Afrika’daki eşitsizlik, büyük ölçüde yapısal faktörlerden kaynaklanmaktadır. Ekonomik politikalar, nüfusun çoğunluğu, küçük işletmeler ve kayıt dışı çalışanlar aleyhine en zengin insanlara orantısız fayda sağlamıştır. IMF ve Dünya Bankası gibi aktörlerin dayattığı neoliberal ekonomik politikalar, daha çok zarar vermiştir. 1980’ler ve 1990’lardaki yapısal uyum programlarının etkileri hala devam etmekte olup, güncel borç krizi ise bölgeye sıklıkla IMF tarafından dayatılan zararlı kemer sıkma politikalarının geri dönüşüne yol açmıştır. Bu politikalar arasında bütçe kesintileri, düşük gelirli insanlar üzerindeki dolaylı vergilerin artırılması, temel kamu hizmetlerinin özelleştirilmesi ve sübvansiyonların kaldırılması yer almaktadır.

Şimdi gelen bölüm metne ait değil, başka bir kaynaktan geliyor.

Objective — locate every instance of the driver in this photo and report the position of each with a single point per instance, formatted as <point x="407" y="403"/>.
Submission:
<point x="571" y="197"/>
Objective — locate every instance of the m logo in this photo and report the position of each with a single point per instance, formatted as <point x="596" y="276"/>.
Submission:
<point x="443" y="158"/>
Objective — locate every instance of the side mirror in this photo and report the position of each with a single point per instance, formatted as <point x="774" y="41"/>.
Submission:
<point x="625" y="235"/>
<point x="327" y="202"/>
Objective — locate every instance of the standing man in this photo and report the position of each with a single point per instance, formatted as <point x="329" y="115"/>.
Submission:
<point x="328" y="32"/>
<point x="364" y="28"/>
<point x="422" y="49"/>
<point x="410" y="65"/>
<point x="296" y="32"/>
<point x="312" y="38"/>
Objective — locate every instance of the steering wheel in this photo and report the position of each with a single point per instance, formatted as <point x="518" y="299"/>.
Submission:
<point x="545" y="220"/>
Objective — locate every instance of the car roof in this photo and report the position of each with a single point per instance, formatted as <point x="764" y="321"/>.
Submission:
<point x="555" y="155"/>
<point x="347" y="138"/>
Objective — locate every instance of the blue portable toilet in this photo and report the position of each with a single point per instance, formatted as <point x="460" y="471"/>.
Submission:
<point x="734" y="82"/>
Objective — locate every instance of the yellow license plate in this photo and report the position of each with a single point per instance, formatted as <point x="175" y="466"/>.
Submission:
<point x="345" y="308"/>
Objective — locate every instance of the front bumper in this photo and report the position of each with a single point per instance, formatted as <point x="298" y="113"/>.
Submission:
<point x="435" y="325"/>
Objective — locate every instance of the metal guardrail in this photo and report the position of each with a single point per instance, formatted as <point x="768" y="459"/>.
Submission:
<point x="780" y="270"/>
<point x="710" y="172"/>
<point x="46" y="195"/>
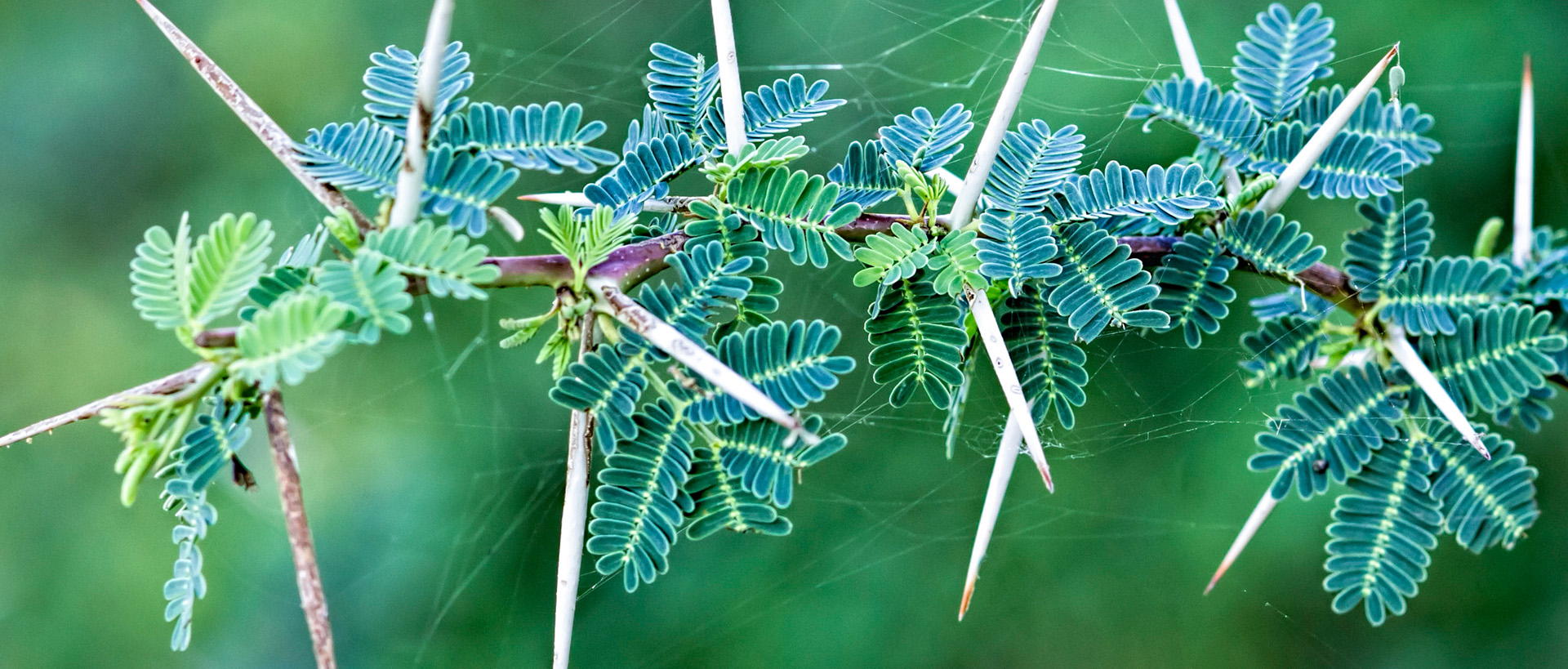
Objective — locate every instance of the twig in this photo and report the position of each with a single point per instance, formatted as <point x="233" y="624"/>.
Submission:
<point x="265" y="129"/>
<point x="1000" y="116"/>
<point x="308" y="575"/>
<point x="1183" y="38"/>
<point x="693" y="356"/>
<point x="1319" y="141"/>
<point x="1525" y="172"/>
<point x="1000" y="474"/>
<point x="729" y="77"/>
<point x="574" y="517"/>
<point x="1254" y="522"/>
<point x="412" y="177"/>
<point x="165" y="386"/>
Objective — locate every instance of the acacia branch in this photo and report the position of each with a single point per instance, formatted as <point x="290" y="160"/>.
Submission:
<point x="265" y="129"/>
<point x="313" y="599"/>
<point x="165" y="386"/>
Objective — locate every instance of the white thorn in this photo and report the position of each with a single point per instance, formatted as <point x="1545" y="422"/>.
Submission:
<point x="1007" y="377"/>
<point x="1254" y="522"/>
<point x="1429" y="384"/>
<point x="577" y="199"/>
<point x="729" y="77"/>
<point x="1525" y="172"/>
<point x="1000" y="118"/>
<point x="1183" y="38"/>
<point x="695" y="358"/>
<point x="412" y="176"/>
<point x="1325" y="135"/>
<point x="1000" y="474"/>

Servet eşitsizliğinin artması, sadece üstün çalışma ahlakı veya doğal yeteneklere bağlanamaz. Oxfam araştırmaları, dünya milyarderlerinin servetinin üçte ikisinden fazlasının himayecilik, yolsuzluk, tekel gücünün kötüye kullanılması ve miras yoluyla elde edildiğini göstermektedir. Özellikle Afrika’da, servet yoğunlaşması ve siyasi ele geçirme, yoksulları destekleyen hükümet politikalarını ve kamu kurumlarının etkinliğini baltalamaktadır. Örneğin, Afrika’nın en zengin adamı Aliko Dangote, 2000’lerin başında kamuya ait işletmelerin özelleştirilmesinden faydalanmış ve hükümet politikaları, şirketi Dangote Cement’in kâr marjlarını artırmıştır. 2016’da şirketin Nijerya’da ödediği fiili vergi oranı sadece %2 iken, net karı %86 olarak beyan edilmiştir.

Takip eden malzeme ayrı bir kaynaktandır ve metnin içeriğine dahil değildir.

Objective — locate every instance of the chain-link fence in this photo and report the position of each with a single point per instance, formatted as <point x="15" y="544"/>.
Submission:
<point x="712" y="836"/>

Afrika Birliği, eşitsizlik sorununu kabul etmiş ve 2024’te, iddialı Gündem 2063 kalkınma planının bir parçası olarak, önümüzdeki on yılda eşitsizliği %15 azaltma hedefi belirlemiştir. Ancak, bu hedefe ulaşmak, çoğu Afrika hükümeti için radikal bir rota değişikliği gerektirecektir.

2024 Eşitsizliği Azaltma Taahhüdü (CRI) Endeksi bulguları, dünya genelindeki hükümetlerin eşitsizliği azaltıcı politikaları uygulamakta başarısız olduğunu ve Afrika’nın özellikle kötü bir performans sergilediğini göstermektedir. 2022 CRI’ye kıyasla:

  • Afrika ülkelerinin %89’u bir veya daha fazla göstergede gerilemiştir.
  • CRI tarafından değerlendirilen tüm Afrika ülkeleri, bütçelerinin eğitim, sağlık ve/veya sosyal koruma paylarını kesmiştir.
  • %79’u ilerici vergilendirme tedbirlerinde geri adım atmıştır.
  • %89’u işçi hakları, asgari ücretler ve kaliteli istihdam sağlama konusunda gerilemiştir.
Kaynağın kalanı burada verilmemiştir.